This is our first potential oracle: the login page that knows what really went wrong, but might not tell you the truth.
Any decent error message is a kind of oracle
Let’s talk about encryption itself. We know already that encryption isn’t enough to ensure security, but in cryptography, even error messages can be dangerous.
If we want to encrypt some data, we might use Cipher-Block Chaining (CBC) encryption, which splits the data into fixed-size blocks and encrypts them. To make sure all blocks are the right size, you’ll extend your data with padding of a known format.

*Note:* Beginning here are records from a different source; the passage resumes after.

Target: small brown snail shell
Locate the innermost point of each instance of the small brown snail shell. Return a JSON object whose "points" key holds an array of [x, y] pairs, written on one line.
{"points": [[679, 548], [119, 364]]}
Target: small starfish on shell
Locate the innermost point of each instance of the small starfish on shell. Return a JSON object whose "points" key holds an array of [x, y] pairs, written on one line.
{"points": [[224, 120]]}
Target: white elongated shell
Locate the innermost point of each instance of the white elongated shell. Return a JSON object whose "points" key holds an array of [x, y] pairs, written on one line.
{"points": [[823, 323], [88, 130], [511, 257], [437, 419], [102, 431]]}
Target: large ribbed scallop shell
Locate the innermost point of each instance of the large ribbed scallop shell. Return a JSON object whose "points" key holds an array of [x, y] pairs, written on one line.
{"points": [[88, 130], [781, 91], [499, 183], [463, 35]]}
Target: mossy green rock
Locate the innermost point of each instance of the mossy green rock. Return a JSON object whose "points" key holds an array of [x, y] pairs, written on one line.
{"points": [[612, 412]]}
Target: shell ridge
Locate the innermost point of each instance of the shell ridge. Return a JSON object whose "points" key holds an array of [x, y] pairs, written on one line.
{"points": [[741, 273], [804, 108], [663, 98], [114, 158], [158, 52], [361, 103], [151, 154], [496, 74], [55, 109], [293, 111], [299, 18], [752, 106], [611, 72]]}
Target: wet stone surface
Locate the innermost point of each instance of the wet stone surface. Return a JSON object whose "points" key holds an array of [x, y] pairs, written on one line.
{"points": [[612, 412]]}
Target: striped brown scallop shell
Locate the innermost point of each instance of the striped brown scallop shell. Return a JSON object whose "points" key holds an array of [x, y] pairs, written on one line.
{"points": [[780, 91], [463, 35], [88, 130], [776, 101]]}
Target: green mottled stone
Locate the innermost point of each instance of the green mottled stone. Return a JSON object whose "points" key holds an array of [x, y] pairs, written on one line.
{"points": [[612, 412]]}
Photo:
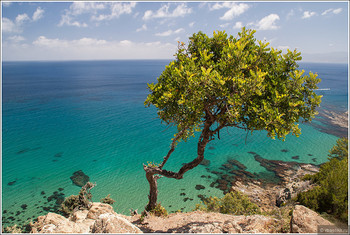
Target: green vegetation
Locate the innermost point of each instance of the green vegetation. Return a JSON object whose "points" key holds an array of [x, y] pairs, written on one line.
{"points": [[235, 203], [11, 229], [331, 193], [159, 210], [227, 81], [107, 200], [80, 201]]}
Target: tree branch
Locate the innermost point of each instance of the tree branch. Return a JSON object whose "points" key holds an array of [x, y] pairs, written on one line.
{"points": [[173, 144]]}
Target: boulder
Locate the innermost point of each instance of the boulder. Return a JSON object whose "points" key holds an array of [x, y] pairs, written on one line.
{"points": [[100, 218], [283, 196], [98, 209], [79, 178], [111, 223], [305, 220]]}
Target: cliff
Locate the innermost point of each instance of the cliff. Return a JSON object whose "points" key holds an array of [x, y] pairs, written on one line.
{"points": [[101, 218]]}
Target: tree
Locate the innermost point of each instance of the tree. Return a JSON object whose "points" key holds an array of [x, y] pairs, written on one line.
{"points": [[224, 81]]}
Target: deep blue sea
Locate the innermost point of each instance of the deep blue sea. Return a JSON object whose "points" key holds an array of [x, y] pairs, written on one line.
{"points": [[61, 117]]}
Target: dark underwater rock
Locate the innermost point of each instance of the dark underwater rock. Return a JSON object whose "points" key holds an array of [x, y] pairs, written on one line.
{"points": [[11, 183], [59, 154], [237, 163], [79, 178], [199, 187], [205, 162]]}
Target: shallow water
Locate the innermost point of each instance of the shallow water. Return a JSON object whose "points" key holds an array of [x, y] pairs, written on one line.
{"points": [[61, 117]]}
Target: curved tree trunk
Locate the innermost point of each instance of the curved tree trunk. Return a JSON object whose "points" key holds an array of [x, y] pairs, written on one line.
{"points": [[152, 173], [153, 191]]}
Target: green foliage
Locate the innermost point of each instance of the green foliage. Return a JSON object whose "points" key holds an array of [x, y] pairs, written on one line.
{"points": [[107, 200], [80, 201], [152, 164], [235, 81], [331, 193], [12, 229], [159, 210], [232, 203]]}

What if you add the padding data wrong? Wouldn’t it be useful if the decryption code gave different errors for “couldn’t decrypt due to wrong key or IV” and “couldn’t decrypt due to wrong padding”?

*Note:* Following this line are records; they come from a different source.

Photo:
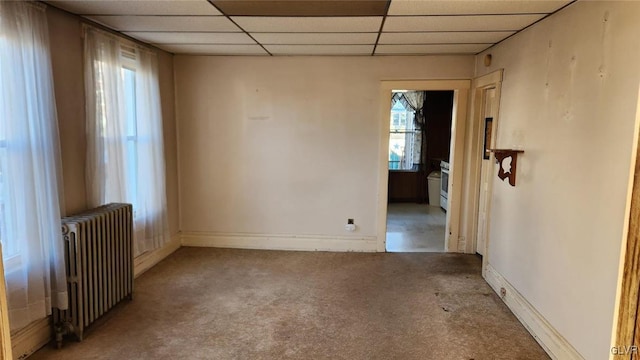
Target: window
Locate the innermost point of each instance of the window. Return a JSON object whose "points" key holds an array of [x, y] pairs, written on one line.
{"points": [[129, 81], [125, 152], [402, 138]]}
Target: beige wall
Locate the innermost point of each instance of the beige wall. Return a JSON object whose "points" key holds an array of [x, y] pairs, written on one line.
{"points": [[569, 100], [286, 145], [66, 56]]}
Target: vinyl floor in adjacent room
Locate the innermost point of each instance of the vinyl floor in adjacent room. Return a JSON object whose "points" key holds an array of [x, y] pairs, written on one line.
{"points": [[204, 303], [415, 228]]}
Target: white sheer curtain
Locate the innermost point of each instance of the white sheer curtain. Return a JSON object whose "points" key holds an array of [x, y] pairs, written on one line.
{"points": [[152, 226], [30, 187], [126, 152]]}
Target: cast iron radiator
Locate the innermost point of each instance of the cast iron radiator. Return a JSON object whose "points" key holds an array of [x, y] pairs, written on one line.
{"points": [[99, 266]]}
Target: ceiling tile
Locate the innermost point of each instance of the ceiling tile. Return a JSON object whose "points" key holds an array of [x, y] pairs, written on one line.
{"points": [[320, 49], [166, 23], [302, 8], [459, 23], [440, 7], [192, 37], [309, 24], [462, 37], [316, 38], [208, 49], [430, 49], [137, 7]]}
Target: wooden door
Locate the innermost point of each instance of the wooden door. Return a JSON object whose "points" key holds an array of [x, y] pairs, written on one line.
{"points": [[488, 110]]}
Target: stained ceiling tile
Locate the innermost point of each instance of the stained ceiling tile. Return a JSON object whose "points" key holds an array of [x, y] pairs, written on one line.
{"points": [[309, 24], [461, 37], [440, 7], [430, 49], [459, 23], [209, 49], [320, 49], [192, 37], [315, 38], [302, 8], [166, 23], [137, 7]]}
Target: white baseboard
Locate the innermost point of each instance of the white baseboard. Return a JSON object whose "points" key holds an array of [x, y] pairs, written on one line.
{"points": [[147, 260], [28, 340], [545, 334], [280, 242]]}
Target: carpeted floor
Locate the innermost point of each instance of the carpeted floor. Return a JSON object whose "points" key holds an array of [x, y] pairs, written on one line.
{"points": [[203, 303]]}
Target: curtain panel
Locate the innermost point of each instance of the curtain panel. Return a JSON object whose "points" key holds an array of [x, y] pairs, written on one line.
{"points": [[30, 167]]}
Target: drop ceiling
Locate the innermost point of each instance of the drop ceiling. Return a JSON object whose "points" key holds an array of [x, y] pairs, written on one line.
{"points": [[311, 27]]}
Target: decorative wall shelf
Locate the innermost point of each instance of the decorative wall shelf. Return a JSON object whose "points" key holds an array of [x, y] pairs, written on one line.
{"points": [[501, 156]]}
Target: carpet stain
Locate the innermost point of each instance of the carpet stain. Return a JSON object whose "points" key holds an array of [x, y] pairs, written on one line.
{"points": [[204, 303]]}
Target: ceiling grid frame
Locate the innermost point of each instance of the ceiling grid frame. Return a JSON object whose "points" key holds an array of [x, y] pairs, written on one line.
{"points": [[317, 27]]}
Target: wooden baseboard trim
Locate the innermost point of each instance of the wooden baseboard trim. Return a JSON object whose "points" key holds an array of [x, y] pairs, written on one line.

If you think so, congrats - you’ve just introduced a padding oracle attack. The decryption code’s error message is the “oracle”: you might not know if your padding is correct, but the wise oracle can tell you. But what happens if an attacker can talk to the oracle too?
An attacker can decrypt a stolen message by changing one byte at a time, and seeing if that results in correct padding. They’ll get one byte, then next byte, and so on until the entire message is decrypted.
Animation via Eli Sohl’s (NCC Group) excellent writeup of padding oracle attacks - worth the read if you’re curious about the details
It’s not some theoretical curiosity. This is the basis for real attacks that affected SSL/TLS implementations, web frameworks like Ruby on Rails, and even the Steam gaming client. A good error message helps users and attackers alike.
And worse, it’s not enough to fix the error message; even if the decryption service always says “Oopsie Woopsie!”, an attacker can exploit timing differences to do the exact same kind of attack. Unintentional oracles are still useful.
How I learned to stop worrying and love the oracle
First - this situation sucks for good users. I hate writing bad error messages. I do it all the time at my job; even customer support emails might come from an attacker who’s trying to get through our defenses. If you’ve ever been stonewalled by useless errors and customer support, I feel for you too.
However, the padding oracle reminds us that even one bit of information is useful. If you can reliably get just one bit about what you’re interested in, you’ve opened the door to do it again and again until you’ve totally solved the problem.
Chicken sexing
Quick, which of these baby chicks are male, and which are female? Baby chicks don’t have obvious genital differences, so good luck.
In the 1920s, you couldn’t throw a cluster of GPUs at the problem yet (citation needed), so people did this job. Students joined an intense two-year training camp to learn through trial-and-error. Pick up a chick, guess, and compare with the expert who’s teaching you: your personal oracle.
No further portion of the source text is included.